Open Cormanz opened 1 year ago
If you use a gpt-3 base model like davinci-003, you can force it to use JSON formatting by providing it the start of a json object at the end of the prompt. Ie:
Some instructions... always return in json.
Here is the response:
{
This doesn't work for chat models like 3.5 & 4 since you can't seem to provide the start of an assistant response as before, but it's possible that an older model that is better with formatting will actually be an improvement.
I've definitely been looking into those ideas, alongside even more sophisticated solutions like jsonformer. The main goal is providing support for instruct/chat based models however (the internals of SmartGPT take advantage of Vec<Message>
or &[Message]
which are abstractions around chat conversations), and although this can be used with base models too by turning it into a pure plaintext prompt, I'm not sure it'd be as effective.
You might be able to provide the start of an assistant response: in the OpenAI playground, you're able to add an assistant response, and then it'll continue. I haven't tested this with the API, but there's no reason why it would work differently.
I think even if we had it start the response with {
, unless we used something like jsonformer, there would still be parsing errors (text outside of the JSON, trailing commas, etc.) I think #20 is a strong start at being able to more effectively use this with models that are worse at precise formatting like gpt-3.5-turbo
, and future prompting techniques should be investigated in the future.

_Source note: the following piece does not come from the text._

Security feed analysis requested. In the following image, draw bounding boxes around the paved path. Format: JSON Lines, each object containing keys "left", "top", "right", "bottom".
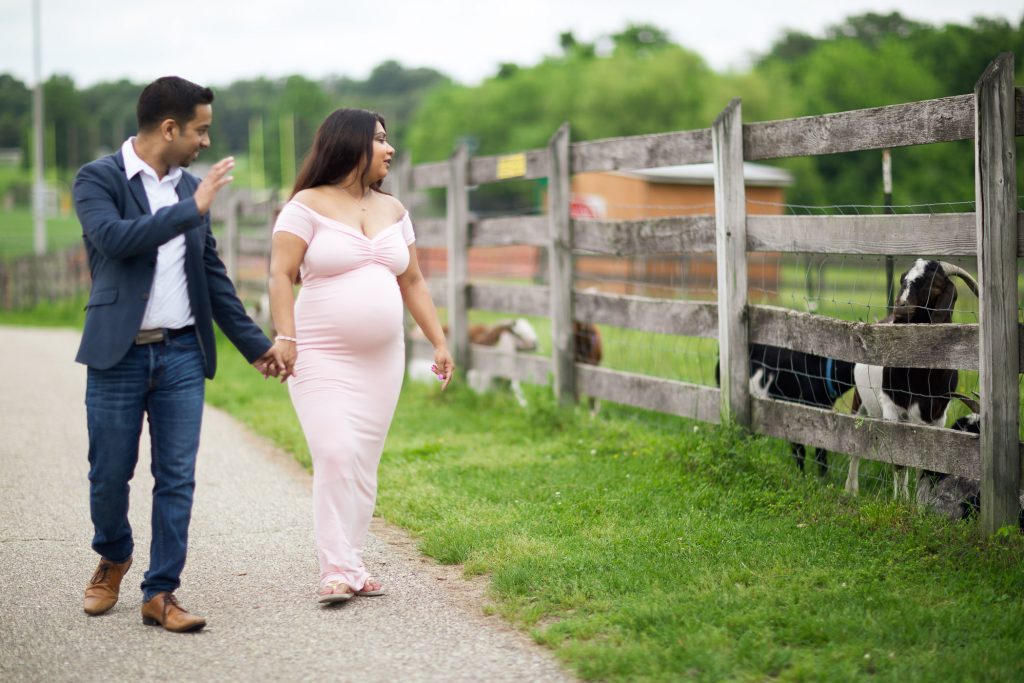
{"left": 0, "top": 326, "right": 573, "bottom": 683}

I'll keep this issue open as a place for discussion of future JSON prompting techniques.
@Cormanz I have a strong opinion:
please go to https://platform.openai.com/tokenizer to find out how wasteful it is to use json format in gpt models, see the colorized blocks for tokens wasted on json's formating
on the other side of the coin, it saves token and I guess it's easier for llm to understand if we feed llm data in json if the data has a tree like structure, because json is already a structured data representation, following screencap indicates a plain text representation of a tree structure is very wasteful in token count
@Cormanz I have a strong opinion:
- let llm output in json format wastes lots of computing power and token count
- I propose we ask llm to return thoughts, etc. in separate text sections, we write old fashioned code manually parse them into Rust struct
please go to https://platform.openai.com/tokenizer to find out how wasteful it is to use json format in gpt models, see the colorized blocks for tokens wasted on json's formating
The output you showed uses multiple levels of indentation, which greatly increases the token account. The SmartGPT prompt only uses one level of indentation, so the token cost of indentation is reduced significantly, making it much less costly compared to your example.

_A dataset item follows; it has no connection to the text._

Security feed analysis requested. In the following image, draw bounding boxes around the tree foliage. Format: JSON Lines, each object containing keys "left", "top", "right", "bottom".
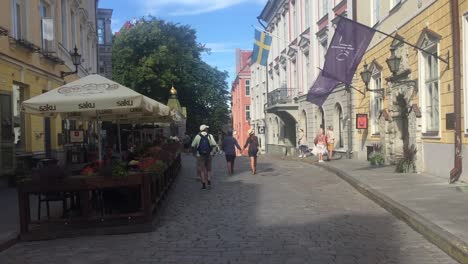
{"left": 112, "top": 17, "right": 230, "bottom": 135}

In addition, JSON is a format that the model was trained on extensively. When it is asked to write JSON, it has a significant amount of internal knowledge of it, and can do it much more effectively, and more consistently. On the other hand, asking it to write it in separate sections would completely forgo its understanding of JSON, and lead to much less consistent results, alongside making us maintain even more code to handle proper parsing of it.
I don't think that it's a solution worth considering, given the minimal token cost with one level of indentation, and the extreme lack of consistency. Rather, it may be worth pursuing technologies like JSON-Former, or using YML to reduce tokens and allow for responses to be streamable and more consistent.
@Cormanz thanks for your explanation
When doing testing, gpt-3.5-turbo tends to struggle a lot with formatting JSON queries. It sometimes responds with plaintext and then gives the JSON query, or messes up the format.
This issue proposes two suggested changes.
Alongside this, it also might be a good idea to use YML for prompt token reduction and for making it easier for LLMs to understand the prompt. However, whether this is better than JSON is uncertain (it hasn't proven reliable in my light testing.)